Surveys also find only 6% of Hoosiers making oversight of K-12 curriculum a top concern, but the “usual suspects” in the Indiana Statehouse are busy preparing bills to combat “critical race theory,” which is not only not being taught, but is a rather rarified field of research into American legal systems pursued by a subset of law professors. Use of the terminology is not only inaccurate, it is intentionally misleading–a none-too-subtle “dog whistle” to White supremicists who want teachers to ignore certain aspects of the national story.

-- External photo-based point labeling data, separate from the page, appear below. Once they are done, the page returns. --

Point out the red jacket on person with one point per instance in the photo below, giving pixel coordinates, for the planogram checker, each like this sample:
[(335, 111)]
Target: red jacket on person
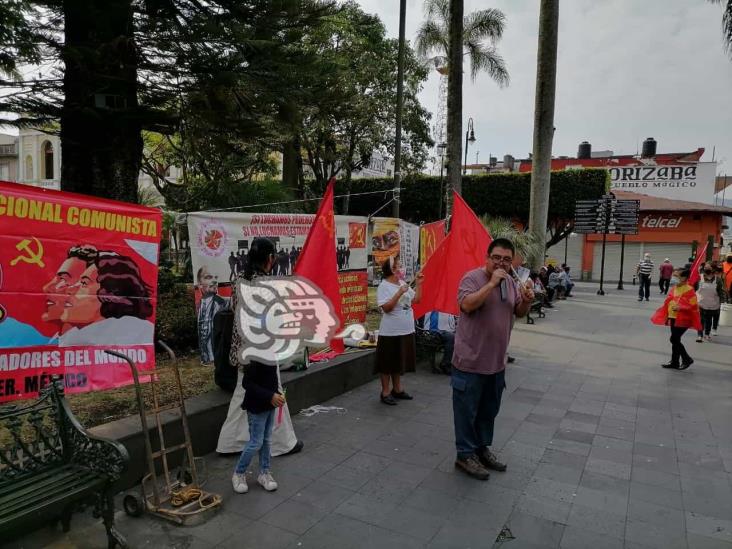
[(687, 315)]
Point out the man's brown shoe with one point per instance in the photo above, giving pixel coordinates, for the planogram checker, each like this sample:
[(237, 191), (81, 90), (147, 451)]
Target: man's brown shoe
[(472, 467), (489, 460)]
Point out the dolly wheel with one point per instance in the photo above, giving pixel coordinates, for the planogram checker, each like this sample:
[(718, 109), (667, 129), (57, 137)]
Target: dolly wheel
[(132, 504)]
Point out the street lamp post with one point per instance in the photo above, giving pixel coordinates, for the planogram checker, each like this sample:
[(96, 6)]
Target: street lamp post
[(469, 138)]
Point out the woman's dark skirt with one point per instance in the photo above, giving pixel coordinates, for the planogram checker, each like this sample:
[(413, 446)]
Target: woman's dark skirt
[(395, 354)]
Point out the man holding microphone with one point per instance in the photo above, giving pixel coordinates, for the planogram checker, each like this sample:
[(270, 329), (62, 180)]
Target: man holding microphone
[(488, 298)]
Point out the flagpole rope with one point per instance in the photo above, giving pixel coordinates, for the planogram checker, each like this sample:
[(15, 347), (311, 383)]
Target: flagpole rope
[(297, 201)]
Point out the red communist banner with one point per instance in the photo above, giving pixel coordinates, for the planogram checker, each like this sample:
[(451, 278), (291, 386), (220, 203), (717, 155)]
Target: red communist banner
[(78, 275), (317, 261), (463, 249)]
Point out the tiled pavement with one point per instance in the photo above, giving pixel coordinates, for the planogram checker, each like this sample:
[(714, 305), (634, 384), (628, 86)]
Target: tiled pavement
[(605, 450)]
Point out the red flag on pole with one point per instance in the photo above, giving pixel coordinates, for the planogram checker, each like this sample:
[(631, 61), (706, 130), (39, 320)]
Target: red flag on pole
[(700, 258), (462, 250), (317, 261)]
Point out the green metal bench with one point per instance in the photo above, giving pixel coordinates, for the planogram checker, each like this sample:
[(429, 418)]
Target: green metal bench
[(51, 467)]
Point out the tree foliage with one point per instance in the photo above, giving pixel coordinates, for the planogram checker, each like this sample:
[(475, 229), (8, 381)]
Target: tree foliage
[(482, 30), (350, 104), (726, 23)]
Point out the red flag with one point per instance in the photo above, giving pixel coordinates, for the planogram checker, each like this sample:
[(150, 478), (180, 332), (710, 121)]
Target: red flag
[(317, 261), (463, 249), (700, 258)]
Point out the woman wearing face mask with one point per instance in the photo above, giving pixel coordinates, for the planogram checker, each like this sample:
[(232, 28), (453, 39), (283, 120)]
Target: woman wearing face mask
[(710, 295), (395, 349), (680, 312)]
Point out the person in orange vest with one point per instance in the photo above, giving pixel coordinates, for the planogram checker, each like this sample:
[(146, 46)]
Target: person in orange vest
[(728, 277), (680, 311)]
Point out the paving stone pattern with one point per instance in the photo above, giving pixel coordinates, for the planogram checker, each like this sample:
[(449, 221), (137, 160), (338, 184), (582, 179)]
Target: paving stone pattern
[(604, 449)]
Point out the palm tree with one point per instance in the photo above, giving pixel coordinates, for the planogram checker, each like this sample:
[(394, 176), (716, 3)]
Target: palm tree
[(726, 23), (449, 36)]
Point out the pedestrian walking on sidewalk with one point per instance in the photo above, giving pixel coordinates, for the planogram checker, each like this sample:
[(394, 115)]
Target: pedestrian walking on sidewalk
[(710, 296), (665, 270), (488, 298), (395, 347), (680, 311), (644, 270)]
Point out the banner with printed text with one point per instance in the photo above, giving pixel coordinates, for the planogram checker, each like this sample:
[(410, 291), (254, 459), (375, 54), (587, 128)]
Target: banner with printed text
[(220, 242), (78, 276)]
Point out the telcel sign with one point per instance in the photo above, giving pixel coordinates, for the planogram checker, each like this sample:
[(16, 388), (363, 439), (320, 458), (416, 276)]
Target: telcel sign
[(661, 222)]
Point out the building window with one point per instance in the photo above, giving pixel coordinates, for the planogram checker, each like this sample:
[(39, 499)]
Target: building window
[(47, 152), (29, 168)]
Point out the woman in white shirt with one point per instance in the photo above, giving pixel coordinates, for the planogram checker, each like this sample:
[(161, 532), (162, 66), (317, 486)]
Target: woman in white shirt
[(395, 349)]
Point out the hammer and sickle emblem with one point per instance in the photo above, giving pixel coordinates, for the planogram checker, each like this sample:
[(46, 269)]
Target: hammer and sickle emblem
[(328, 223), (30, 256)]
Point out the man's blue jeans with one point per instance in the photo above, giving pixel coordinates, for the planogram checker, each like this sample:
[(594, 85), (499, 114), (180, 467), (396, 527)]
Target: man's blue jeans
[(476, 399), (260, 433)]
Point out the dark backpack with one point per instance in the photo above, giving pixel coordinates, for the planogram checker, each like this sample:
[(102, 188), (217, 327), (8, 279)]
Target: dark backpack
[(224, 373)]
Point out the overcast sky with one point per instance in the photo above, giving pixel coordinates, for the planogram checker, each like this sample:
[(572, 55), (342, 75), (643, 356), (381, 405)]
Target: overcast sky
[(626, 70)]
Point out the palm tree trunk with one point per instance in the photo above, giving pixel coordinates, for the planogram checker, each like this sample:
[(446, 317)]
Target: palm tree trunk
[(455, 97), (546, 79)]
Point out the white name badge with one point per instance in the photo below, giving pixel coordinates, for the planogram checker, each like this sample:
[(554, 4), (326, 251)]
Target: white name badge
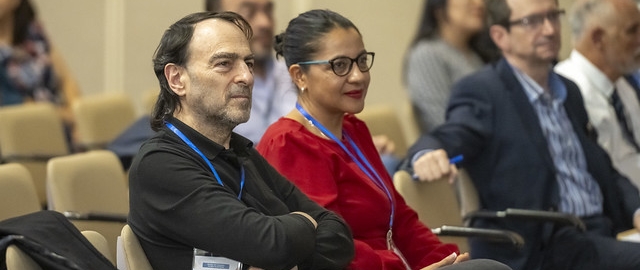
[(203, 260)]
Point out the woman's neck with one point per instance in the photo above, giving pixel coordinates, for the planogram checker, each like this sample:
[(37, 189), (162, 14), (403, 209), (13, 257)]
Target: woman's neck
[(331, 121), (456, 38), (6, 30)]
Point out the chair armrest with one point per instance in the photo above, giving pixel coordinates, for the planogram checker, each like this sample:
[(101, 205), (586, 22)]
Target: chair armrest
[(35, 157), (531, 215), (494, 235), (113, 217)]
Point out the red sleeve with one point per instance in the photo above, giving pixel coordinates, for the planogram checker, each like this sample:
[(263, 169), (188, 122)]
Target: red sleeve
[(303, 161), (416, 241)]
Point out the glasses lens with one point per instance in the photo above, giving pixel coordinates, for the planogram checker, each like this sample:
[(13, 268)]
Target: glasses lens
[(341, 65), (365, 61)]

And of course, it wouldn’t be Indiana if our legislature failed to pick on LGBTQ Hoosiers. House Education Chairman Robert Behning has promised introduction of a “don’t say gay” bill–demonstrating that Indiana lawmakers aren’t intimidated by that pesky court ruling that found Florida’s “Don’t say gay” bill unconstitutional.

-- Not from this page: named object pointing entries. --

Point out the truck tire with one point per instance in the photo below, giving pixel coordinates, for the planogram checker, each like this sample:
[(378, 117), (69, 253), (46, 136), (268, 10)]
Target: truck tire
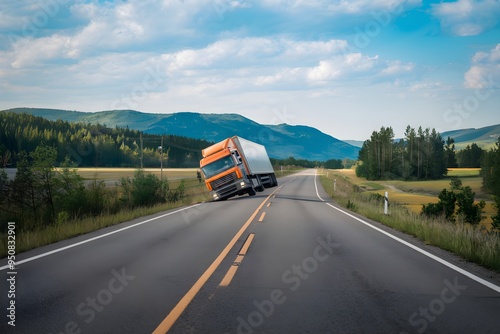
[(260, 187), (274, 180)]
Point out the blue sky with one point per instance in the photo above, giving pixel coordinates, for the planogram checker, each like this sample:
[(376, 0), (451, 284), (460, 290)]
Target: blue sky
[(344, 67)]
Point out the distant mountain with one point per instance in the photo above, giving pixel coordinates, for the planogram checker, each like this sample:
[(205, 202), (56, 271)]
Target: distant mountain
[(281, 141), (357, 143)]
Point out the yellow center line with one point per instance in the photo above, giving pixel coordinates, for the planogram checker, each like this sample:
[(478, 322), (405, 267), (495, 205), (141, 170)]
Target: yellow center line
[(246, 245), (176, 312)]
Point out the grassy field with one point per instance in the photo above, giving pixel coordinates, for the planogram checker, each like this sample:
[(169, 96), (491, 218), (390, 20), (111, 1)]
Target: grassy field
[(412, 194), (195, 192), (465, 240)]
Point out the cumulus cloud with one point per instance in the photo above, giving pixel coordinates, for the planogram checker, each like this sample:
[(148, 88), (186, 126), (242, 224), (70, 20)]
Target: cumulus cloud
[(354, 7), (485, 70), (468, 17)]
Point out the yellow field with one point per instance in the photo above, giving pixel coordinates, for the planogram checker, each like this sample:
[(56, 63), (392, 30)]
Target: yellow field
[(413, 194)]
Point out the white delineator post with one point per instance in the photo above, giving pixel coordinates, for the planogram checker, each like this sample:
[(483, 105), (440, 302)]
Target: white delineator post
[(386, 203)]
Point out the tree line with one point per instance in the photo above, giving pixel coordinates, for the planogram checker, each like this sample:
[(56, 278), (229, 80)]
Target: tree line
[(40, 195), (329, 164), (94, 145), (421, 155)]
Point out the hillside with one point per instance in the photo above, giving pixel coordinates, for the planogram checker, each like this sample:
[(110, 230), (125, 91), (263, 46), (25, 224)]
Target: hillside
[(281, 141)]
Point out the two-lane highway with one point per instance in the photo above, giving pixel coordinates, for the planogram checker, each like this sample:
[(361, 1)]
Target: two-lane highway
[(285, 261)]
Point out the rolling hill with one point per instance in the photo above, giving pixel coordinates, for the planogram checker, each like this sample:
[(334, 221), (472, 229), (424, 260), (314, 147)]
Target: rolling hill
[(281, 141)]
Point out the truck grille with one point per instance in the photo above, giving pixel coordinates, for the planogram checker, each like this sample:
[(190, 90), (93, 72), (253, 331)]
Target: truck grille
[(225, 180)]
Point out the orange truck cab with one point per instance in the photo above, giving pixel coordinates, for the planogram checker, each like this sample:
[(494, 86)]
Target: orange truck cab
[(236, 166)]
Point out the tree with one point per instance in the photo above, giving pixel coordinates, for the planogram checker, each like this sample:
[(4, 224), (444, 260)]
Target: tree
[(44, 158), (449, 153), (444, 207), (471, 212), (470, 157), (490, 170)]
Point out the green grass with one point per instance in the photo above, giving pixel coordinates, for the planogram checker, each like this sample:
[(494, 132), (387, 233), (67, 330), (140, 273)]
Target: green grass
[(471, 243), (195, 192)]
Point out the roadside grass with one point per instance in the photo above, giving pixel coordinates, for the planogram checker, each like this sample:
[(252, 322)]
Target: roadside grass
[(195, 192), (413, 194), (469, 242)]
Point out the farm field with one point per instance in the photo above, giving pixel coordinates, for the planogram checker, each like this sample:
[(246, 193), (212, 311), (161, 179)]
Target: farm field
[(413, 194)]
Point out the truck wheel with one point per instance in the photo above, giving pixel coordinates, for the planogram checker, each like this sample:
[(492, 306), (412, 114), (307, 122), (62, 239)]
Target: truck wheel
[(260, 186), (275, 181)]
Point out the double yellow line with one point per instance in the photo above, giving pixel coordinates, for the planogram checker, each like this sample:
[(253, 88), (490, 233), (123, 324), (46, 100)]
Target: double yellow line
[(176, 312)]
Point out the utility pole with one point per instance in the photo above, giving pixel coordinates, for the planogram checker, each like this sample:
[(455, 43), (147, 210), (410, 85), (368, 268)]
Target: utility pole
[(142, 150)]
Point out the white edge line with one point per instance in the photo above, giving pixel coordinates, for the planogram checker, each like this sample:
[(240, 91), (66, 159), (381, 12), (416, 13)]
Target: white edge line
[(432, 256), (95, 238)]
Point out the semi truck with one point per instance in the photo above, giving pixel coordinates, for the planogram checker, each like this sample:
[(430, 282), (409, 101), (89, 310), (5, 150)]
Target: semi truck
[(236, 166)]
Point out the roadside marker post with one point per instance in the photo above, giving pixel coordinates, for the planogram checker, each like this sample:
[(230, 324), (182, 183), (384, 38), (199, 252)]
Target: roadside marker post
[(386, 203)]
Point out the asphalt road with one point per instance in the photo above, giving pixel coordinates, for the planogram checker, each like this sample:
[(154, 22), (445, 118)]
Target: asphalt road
[(284, 261)]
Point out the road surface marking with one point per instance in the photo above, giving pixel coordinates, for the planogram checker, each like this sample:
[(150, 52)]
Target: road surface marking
[(421, 251), (237, 262), (176, 312), (95, 238), (246, 245)]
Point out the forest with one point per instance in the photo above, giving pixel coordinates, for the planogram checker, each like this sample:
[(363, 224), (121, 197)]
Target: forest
[(422, 155), (94, 145)]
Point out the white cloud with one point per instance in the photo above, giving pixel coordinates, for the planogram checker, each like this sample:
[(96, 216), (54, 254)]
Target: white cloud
[(485, 70), (468, 17), (352, 7)]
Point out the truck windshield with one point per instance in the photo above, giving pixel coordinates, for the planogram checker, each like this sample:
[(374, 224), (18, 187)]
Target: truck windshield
[(218, 166)]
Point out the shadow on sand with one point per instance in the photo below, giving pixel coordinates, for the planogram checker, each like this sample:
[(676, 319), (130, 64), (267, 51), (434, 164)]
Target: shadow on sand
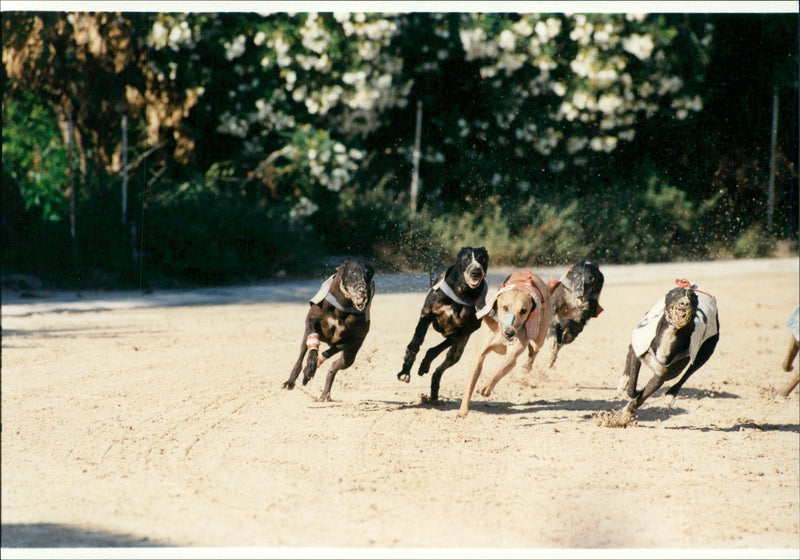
[(55, 535)]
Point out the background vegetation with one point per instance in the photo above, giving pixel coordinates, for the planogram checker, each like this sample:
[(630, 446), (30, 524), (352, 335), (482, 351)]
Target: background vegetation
[(147, 149)]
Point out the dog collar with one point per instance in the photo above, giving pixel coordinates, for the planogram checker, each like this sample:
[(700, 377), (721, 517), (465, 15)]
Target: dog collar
[(445, 287), (329, 297)]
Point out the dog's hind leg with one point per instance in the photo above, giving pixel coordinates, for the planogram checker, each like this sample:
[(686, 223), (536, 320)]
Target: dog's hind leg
[(344, 361), (432, 353), (424, 322), (289, 383), (477, 368), (453, 355), (632, 366), (703, 354), (507, 365)]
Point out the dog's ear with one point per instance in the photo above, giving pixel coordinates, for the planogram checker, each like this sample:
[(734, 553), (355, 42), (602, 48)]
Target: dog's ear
[(369, 272), (482, 256)]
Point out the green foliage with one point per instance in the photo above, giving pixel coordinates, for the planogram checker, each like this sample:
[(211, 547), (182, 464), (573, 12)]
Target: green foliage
[(754, 242), (34, 157), (624, 223), (262, 141), (518, 234), (201, 235)]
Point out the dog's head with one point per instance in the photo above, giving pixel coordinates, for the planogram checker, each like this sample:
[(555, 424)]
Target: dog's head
[(513, 308), (680, 305), (577, 301), (472, 263), (356, 281)]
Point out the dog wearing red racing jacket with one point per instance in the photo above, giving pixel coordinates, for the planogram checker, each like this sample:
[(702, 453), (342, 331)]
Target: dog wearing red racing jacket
[(517, 317)]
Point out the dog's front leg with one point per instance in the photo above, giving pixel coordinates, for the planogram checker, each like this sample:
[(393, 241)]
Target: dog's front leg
[(344, 361), (553, 354), (703, 354), (413, 347), (477, 367), (289, 383), (508, 364), (791, 354), (312, 344), (452, 356), (632, 366)]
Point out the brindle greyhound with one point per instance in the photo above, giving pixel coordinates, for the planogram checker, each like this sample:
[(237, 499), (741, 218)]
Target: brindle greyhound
[(574, 301), (450, 307), (794, 327), (677, 334), (339, 317)]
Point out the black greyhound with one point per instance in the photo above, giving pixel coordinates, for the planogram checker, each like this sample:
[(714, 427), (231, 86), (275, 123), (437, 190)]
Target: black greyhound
[(679, 334), (339, 317), (449, 306), (574, 300)]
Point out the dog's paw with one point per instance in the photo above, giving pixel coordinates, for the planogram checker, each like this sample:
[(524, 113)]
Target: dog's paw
[(307, 376)]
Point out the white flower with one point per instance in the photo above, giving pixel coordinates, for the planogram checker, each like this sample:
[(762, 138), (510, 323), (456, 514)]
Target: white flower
[(236, 48), (506, 40), (304, 208), (641, 46), (609, 103), (603, 143), (576, 144), (522, 28)]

Most lawmakers send out constituent surveys on hot topics that they know will be coming up. They are clearly less scientific than the polls I have mentioned but even when legislators directly hear from their most engaged constituents they ignore the results.

Remember gun licensing from earlier this year? Not a single survey — that journalists could find — supported abandoning the carry permit. In fact they almost all said to keep the system as-is. But legislators tossed the licensing out with the bathwater — against advice of the Indiana State Police superintendent and the majority of law enforcement groups.

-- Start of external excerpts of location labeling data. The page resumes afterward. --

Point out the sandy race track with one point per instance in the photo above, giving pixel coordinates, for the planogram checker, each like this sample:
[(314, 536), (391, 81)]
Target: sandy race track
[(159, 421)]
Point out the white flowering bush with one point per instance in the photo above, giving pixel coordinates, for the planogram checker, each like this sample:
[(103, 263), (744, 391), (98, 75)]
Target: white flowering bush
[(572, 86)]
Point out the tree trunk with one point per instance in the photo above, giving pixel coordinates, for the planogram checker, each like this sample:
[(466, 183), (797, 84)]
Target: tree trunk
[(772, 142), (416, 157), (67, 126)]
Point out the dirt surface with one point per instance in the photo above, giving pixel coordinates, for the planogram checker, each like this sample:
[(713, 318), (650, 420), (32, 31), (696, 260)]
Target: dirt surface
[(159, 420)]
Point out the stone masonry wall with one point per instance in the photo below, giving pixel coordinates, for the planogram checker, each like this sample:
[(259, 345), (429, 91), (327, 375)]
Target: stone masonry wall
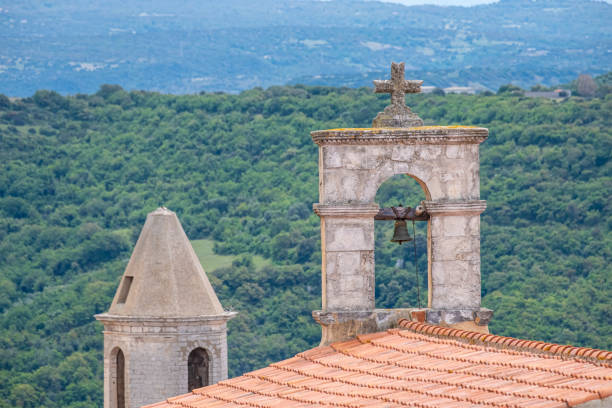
[(353, 163), (156, 359)]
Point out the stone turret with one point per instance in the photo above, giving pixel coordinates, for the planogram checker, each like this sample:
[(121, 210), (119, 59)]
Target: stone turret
[(165, 332)]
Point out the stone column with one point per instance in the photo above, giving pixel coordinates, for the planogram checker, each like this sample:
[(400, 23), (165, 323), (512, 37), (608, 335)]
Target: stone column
[(347, 243), (454, 284)]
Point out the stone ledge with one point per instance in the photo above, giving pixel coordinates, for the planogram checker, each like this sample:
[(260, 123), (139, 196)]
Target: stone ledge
[(346, 210), (151, 321), (472, 207), (441, 135), (345, 325)]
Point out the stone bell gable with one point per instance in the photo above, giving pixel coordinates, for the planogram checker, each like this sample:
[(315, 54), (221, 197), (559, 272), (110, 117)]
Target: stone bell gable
[(165, 332), (353, 163)]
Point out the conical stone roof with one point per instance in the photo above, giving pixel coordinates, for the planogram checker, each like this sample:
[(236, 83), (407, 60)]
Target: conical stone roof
[(164, 277)]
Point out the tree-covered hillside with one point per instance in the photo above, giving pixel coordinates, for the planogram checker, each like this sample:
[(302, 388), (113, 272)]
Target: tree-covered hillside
[(79, 174)]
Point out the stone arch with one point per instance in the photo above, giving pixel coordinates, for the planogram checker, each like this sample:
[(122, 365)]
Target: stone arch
[(198, 368), (118, 378), (414, 202), (353, 163)]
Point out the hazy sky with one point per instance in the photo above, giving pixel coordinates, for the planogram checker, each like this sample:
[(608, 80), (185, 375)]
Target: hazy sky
[(441, 2), (448, 2)]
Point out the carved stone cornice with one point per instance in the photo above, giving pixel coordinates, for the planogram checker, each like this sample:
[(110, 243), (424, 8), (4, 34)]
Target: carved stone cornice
[(471, 207), (151, 321), (345, 210), (437, 135)]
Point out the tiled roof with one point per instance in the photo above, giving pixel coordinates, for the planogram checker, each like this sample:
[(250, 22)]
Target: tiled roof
[(419, 365)]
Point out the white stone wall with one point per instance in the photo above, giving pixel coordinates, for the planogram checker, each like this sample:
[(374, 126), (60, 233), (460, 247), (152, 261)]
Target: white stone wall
[(352, 174), (353, 163), (156, 357)]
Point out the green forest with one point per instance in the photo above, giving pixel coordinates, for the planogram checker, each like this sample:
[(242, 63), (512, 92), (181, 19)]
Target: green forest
[(79, 174)]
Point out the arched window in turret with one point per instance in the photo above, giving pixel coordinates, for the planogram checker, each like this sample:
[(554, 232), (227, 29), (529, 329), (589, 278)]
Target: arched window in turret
[(117, 378), (198, 365)]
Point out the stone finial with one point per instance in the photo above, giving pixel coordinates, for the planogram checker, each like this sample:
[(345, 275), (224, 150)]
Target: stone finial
[(397, 114)]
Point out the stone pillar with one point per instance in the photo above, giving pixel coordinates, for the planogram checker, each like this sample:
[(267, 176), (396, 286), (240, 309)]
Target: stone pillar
[(454, 283), (348, 257)]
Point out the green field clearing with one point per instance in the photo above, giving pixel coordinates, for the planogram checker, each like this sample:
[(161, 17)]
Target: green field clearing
[(211, 261)]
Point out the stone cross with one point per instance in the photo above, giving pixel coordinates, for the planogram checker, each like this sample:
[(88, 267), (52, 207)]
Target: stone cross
[(397, 114), (398, 87)]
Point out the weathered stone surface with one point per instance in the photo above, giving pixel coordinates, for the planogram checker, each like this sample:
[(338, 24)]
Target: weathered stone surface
[(156, 352), (164, 309), (167, 279), (397, 114), (353, 164)]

Growing up I was always told, “be careful what you ask for.” It seems lately the phrase for Hoosiers should shift to, “be careful what you DON’T ask for,” because you are increasingly more likely to get it.

The disconnect between what Hoosiers want and what we get from our lawmakers is a direct result of gerrymandering that produces safe seats and allow lawmakers to ignore the policy preferences of a majority of Indiana citizens.

Gerrymandering, after all, is the very best voter suppression tactic. Why bother to vote when the result has been foreordained–or, to use Trump language, when the election has been rigged? Gerrymandering amplifies the power of the fringes–the ideologues and culture warriors who vote in primaries–and effectively disenfranchises the rest of us.

Reporting on the antics at the Statehouse is one of the very few checks on lawmakers bent on pursing their own cultural fixations, and central Indiana has been ill-served by the Star’s devolution into sports and what has been called the “beer beat”–reports on new watering holes. That makes the arrival of the Indiana Capital Chronicle very welcome. The Chronicle describes itself as an “independent, nonprofit news organization dedicated to giving Hoosiers a comprehensive look inside state government, policy and elections.”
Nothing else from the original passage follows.